Valencia prueba un sistema de riego inteligente para ahorrar agua
El Ayuntamiento analiza en un espacio de 1.680 metros cuadrados una tecnología que adapta el riego a las necesidades de las zonas verdes
El Ayuntamiento de Valencia ha iniciado una prueba piloto para comprobar cómo un sistema de riego urbano inteligente puede mejorar la gestión del agua y contribuir al mantenimiento del arbolado de la ciudad. La iniciativa se desarrolla en la calle de Almassora, donde se ha habilitado un espacio de aproximadamente 1.680 metros cuadrados para evaluar la tecnología en condiciones reales.
El proyecto pretende determinar si la automatización del riego puede reducir el consumo de agua sin perjudicar el desarrollo de árboles y plantas. Para ello, el sistema recopila información sobre las condiciones del entorno y utiliza estos datos para modificar el funcionamiento de los equipos de riego.
La experiencia se integra en el Sandbox Urbano de València, una iniciativa municipal que permite poner a prueba soluciones tecnológicas en espacios de la ciudad antes de plantear una posible extensión a otros puntos.
Sensores para ajustar el riego
La solución utilizada en este proyecto es Fliwer One, desarrollada por la empresa tecnológica Fliwer. La herramienta emplea tecnología IoT, que permite conectar sensores y dispositivos para recopilar información y actuar sobre los sistemas de forma automatizada.

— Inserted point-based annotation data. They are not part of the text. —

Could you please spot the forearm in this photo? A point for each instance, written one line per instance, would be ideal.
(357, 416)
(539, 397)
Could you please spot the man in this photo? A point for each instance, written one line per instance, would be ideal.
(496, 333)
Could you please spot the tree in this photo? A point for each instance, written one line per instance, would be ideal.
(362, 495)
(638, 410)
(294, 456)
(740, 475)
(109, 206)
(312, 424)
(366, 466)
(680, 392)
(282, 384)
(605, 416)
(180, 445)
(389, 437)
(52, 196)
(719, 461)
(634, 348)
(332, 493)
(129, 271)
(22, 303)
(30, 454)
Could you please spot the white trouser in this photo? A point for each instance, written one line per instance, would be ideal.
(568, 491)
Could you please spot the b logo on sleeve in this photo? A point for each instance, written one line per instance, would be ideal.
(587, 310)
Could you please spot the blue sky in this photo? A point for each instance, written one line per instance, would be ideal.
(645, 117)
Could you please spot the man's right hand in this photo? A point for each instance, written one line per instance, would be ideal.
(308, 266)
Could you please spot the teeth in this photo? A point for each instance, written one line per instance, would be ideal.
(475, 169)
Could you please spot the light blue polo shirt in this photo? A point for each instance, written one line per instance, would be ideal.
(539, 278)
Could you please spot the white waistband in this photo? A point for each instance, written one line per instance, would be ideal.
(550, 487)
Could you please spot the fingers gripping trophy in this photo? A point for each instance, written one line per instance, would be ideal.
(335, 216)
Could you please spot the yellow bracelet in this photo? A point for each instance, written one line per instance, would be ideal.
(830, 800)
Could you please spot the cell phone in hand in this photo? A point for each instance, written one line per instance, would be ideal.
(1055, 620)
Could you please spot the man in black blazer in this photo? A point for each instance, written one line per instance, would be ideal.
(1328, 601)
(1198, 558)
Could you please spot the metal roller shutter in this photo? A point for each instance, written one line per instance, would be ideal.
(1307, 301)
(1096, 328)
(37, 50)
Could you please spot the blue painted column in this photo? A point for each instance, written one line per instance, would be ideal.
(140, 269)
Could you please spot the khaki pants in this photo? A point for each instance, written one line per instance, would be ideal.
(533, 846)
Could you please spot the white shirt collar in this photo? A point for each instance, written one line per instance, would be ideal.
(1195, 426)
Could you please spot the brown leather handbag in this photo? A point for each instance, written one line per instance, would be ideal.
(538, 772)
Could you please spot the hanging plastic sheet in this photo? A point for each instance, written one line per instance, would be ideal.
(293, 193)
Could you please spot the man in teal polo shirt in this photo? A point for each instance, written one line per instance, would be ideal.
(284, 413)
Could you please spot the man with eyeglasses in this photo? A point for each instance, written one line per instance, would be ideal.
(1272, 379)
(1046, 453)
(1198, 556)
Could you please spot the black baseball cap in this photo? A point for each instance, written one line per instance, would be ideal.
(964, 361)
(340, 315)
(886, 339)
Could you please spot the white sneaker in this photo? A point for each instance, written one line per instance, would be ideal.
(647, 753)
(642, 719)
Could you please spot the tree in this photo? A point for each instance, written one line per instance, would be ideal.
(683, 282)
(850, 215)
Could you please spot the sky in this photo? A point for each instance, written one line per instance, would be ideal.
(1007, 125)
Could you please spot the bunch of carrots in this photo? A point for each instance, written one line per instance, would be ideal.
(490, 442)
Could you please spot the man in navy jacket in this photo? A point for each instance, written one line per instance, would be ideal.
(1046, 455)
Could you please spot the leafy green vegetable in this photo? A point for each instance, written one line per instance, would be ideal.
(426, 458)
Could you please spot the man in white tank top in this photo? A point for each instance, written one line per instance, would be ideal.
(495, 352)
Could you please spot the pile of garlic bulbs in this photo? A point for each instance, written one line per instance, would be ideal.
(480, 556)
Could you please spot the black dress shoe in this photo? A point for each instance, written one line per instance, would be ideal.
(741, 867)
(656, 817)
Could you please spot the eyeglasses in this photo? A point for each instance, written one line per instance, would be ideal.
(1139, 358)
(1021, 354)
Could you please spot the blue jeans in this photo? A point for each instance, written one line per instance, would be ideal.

En este caso, la plataforma se encarga de gestionar instalaciones de riego por aspersión y por goteo, ajustando su funcionamiento en función de las necesidades que detecten los sensores.
El planteamiento busca evitar dos situaciones habituales en la gestión del agua de las zonas verdes: aportar menos agua de la necesaria o mantener el riego durante más tiempo del preciso.
Los datos obtenidos en tiempo real permitirán comprobar si el sistema consigue adecuar el suministro de agua a las condiciones concretas del espacio y, al mismo tiempo, mantener en mejores condiciones la vegetación.
Una colaboración entre empresas y Administración
La iniciativa surge de la colaboración entre València Innovation Capital y The Mother Trees, conocida también como VLC City Lab, dentro de un planteamiento orientado a encontrar soluciones tecnológicas para los retos urbanos.
Para desarrollar el piloto se cuenta también con Grupo Simetría y Fliwer, que aporta la tecnología empleada para la gestión inteligente del riego.
El proyecto tiene su origen en un reto relacionado con la capacidad de València para afrontar los efectos de episodios climáticos extremos. Dentro de ese contexto, la gestión eficiente de los recursos hídricos y la conservación del arbolado urbano aparecen como dos ámbitos susceptibles de incorporar nuevas soluciones tecnológicas.
El objetivo es medir el ahorro de agua
La primera fase de la prueba tendrá una duración de tres meses, aunque el periodo de análisis podrá ampliarse hasta un máximo de doce meses.
La prolongación permitiría disponer de información correspondiente a diferentes escenarios meteorológicos y comprobar cómo responde el sistema ante distintas condiciones de temperatura, humedad y mantenimiento.
Entre los indicadores que se estudiarán se encuentra el consumo de agua, además del comportamiento técnico de la plataforma y su compatibilidad con las instalaciones municipales existentes.
También se evaluará el posible efecto de la tecnología sobre la conservación del arbolado y la capacidad de las plantas para afrontar situaciones ambientales desfavorables.
De la prueba a una posible implantación
La principal utilidad del Sandbox Urbano reside precisamente en poder comprobar una tecnología antes de trasladarla a una escala mayor. En este caso, los resultados del piloto determinarán si el sistema puede ser una alternativa viable para otros parques y zonas verdes de València.
La concejala de Innovación, Paula Llobet, ha destacado el papel de este modelo de experimentación para facilitar la colaboración entre las administraciones, las empresas y la ciudadanía.
La evaluación permitirá identificar tanto los beneficios como las posibles limitaciones de la solución antes de plantear una implantación más amplia. Si los resultados son satisfactorios, el Ayuntamiento podrá estudiar su aplicación en otros espacios municipales.
Además de los parámetros técnicos, el proyecto deberá ajustarse a la normativa vigente en materia de seguridad, confidencialidad y protección de datos.
Una vez finalizada la experiencia, está previsto elaborar informes técnicos y actividades de divulgación para recoger las conclusiones obtenidas. El propósito es que los resultados puedan servir de referencia para futuras actuaciones de gestión del agua y mantenimiento de zonas verdes.
La iniciativa convierte así un espacio concreto de València en un campo de pruebas para analizar cómo la tecnología puede contribuir a una gestión más eficiente de un recurso cada vez más estratégico para las ciudades.